Zu dieser Situation konnte es auch deshalb kommen, weil die Regierung Papandreou nicht die sofortige Implementierung des am 11. April zugesagten Stützungsprogramms in Höhe von 45 Mrd. Euro beantragt hat. Renommierte griechische Ökonomen wie Yiannis Stournaras (Direkter des Wirtschaftsforschungsinstituts IOBE) hatten damals gefordert, Papandreou müsse den Ernstfall »besser heute als morgen« ausrufen - auch im Hinblick auf das Liquiditätsproblem der griechischen Banken, das durch den Abzug von privaten Einlagen in Höhe von inzwischen etwa 15 Milliarden Euro entstanden ist. Die Banken halfen sich zwar mit dem Zugriff auf den Garantiefonds der Regierung (mit einer Reserve von 17 Milliarden Euro), der durch die EZB abgesichert ist. Aber wenn ein Sturm auf die Konten ausbricht, werden diese Reserven nicht reichen.

Eine rationale Erklärung für das Zögern der griechischen Regierung gibt es nicht. In Athen gehen aber die meisten Beobachter davon aus, dass es eine informelle Absprache mit der deutschen Bundeskanzlerin gab: Für deren Zustimmung zum Kreditprogramm vom 25. März habe Papandreou versprechen müssen, den Mechanismus nicht vor den Landtagswahlen in Nordrhein-Westfalen vom 9. Mai zu aktivieren. Diese Zusage aber war nach der Entwicklung des Spread in der zweiten Aprilhälfte nicht mehr zu halten.

Das Resultat ist ein neues, auch zeitlich erweitertes Stabilitätsprogramm, mit dem das ursprüngliche PSA in folgenden Punkten noch verschärft wird:

 

Ausgabenseite:

n  Einschränkung der allgemeinen Verwaltungsausgaben durch die Gemeindereform nach dem Plan »Kallikratis« (um knapp zwei Mrd. Euro jährlich).

n  Einfrieren aller Löhne und Gehälter im öffentlichen Dienst für drei Jahre; Reduzierung des Weihnachts-, Oster- und Urlaubsgeldes (»13. und 14. Gehalt«) auf zusammen 1.000 Euro für alle, aber völlige Streichung bei Gehältern über 3.000 Euro; Kürzung weiterer Zulagen um nochmals 8%.
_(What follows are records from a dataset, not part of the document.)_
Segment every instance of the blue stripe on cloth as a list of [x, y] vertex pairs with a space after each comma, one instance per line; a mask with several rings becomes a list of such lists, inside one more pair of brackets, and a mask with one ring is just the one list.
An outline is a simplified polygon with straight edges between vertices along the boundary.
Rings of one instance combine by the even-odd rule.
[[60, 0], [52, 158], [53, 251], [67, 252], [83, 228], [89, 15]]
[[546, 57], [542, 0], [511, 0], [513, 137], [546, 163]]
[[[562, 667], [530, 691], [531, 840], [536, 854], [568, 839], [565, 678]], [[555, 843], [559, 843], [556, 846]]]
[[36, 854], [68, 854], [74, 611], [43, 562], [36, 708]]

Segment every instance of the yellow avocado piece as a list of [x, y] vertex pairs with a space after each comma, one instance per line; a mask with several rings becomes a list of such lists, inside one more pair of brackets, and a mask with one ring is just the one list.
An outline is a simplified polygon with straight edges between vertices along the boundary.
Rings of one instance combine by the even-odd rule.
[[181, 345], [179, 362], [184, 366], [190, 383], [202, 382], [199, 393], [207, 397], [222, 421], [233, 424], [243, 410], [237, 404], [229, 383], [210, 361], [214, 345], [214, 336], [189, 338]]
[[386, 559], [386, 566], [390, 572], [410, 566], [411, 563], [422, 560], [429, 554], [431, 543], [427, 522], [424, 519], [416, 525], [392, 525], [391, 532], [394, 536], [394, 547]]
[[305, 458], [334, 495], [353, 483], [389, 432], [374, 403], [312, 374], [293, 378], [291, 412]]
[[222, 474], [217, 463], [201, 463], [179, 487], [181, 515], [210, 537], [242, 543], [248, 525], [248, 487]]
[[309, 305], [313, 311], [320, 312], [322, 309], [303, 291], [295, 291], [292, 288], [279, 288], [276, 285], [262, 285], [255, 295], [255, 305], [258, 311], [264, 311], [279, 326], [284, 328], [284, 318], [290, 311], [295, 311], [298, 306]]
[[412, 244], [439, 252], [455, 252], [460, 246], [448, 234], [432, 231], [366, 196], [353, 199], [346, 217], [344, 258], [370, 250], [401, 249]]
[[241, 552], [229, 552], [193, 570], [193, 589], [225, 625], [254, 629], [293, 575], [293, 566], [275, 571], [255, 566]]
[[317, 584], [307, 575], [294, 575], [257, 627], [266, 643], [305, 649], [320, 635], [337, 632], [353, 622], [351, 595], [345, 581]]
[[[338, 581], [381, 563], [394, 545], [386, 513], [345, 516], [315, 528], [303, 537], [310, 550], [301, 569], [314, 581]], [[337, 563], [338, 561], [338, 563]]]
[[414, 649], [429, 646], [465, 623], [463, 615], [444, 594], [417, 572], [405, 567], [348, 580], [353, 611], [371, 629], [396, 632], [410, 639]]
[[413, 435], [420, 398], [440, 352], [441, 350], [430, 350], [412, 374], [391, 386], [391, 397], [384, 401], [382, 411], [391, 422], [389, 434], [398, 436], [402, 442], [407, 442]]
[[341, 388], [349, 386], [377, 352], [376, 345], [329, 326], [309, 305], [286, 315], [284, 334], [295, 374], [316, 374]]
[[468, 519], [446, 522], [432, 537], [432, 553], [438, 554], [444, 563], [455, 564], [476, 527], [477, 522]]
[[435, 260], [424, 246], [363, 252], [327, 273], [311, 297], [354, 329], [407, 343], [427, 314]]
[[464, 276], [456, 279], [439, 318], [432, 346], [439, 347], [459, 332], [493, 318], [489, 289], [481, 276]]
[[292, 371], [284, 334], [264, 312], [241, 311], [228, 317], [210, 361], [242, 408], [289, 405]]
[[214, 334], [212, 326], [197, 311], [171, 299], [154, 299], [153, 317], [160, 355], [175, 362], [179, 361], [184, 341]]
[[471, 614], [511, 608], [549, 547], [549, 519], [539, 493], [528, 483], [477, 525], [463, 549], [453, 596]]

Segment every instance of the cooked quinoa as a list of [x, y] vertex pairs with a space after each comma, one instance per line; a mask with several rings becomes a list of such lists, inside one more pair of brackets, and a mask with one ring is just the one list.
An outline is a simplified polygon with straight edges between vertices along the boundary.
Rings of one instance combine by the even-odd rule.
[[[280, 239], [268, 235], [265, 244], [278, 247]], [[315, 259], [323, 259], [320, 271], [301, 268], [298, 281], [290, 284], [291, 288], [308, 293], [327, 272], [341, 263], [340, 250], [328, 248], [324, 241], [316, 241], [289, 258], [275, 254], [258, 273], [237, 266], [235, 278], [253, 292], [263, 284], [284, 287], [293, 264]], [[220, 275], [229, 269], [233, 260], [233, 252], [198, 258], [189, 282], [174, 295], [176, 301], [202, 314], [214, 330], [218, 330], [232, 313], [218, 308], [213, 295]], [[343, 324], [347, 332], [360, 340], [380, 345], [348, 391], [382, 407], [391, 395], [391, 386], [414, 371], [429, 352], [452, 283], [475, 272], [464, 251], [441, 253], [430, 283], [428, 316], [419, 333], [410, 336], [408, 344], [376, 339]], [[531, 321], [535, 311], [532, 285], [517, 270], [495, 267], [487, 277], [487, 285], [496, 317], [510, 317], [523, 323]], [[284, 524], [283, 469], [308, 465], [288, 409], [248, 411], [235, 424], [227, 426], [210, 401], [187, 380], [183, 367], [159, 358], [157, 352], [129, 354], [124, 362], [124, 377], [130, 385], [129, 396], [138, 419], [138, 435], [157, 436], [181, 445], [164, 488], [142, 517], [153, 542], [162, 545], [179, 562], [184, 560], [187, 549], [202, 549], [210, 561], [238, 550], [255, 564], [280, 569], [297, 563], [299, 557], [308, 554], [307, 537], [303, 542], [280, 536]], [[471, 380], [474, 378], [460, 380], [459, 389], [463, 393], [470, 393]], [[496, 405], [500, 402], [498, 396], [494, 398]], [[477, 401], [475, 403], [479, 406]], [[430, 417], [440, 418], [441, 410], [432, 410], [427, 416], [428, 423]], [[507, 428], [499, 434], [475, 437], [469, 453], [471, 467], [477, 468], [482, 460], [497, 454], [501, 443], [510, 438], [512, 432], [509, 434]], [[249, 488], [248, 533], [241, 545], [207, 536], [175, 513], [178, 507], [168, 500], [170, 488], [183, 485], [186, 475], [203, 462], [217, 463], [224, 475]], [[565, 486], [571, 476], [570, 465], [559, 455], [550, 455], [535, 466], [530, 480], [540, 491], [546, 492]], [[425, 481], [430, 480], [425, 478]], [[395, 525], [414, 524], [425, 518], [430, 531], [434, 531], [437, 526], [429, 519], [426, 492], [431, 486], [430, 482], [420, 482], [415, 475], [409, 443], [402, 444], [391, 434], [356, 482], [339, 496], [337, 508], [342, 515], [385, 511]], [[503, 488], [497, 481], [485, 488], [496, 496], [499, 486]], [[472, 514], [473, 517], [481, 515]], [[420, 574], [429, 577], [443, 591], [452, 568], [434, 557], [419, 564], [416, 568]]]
n  Für die Rentner des öffentlichen Dienstes eine entsprechende Reduzierung der 13. und 14. Rente auf 800 Euro, völlige Streichung bei Renten über 2.500 Euro.

n  Für den privaten Sektor: Vorziehen der geplanten Reduzierung des allgemeinen Rentenniveaus und der Umstellung auf die Berechnung der Rentenhöhe nach dem Lebenseinkommen; gleitende Erhöhung des Renteneintrittsalters nach Maßgabe der steigenden Lebenserwartung; drastische Einschränkung der Frühverrentung (in keinem Fall unter 60 Jahren).

 

Einnahmenseite:

n  Anhebung der Mehrwertsteuer von 21 auf 23%.

n  Weitere 10%ige Erhöhung der Steuern für Benzin, Alkohol, Tabak und Luxusgüter; Extra-Steuer für sehr hohe Unternehmensgewinne.

n  Strafsteuer für illegal errichtete Bauten (landesweit auf über eine Million geschätzt).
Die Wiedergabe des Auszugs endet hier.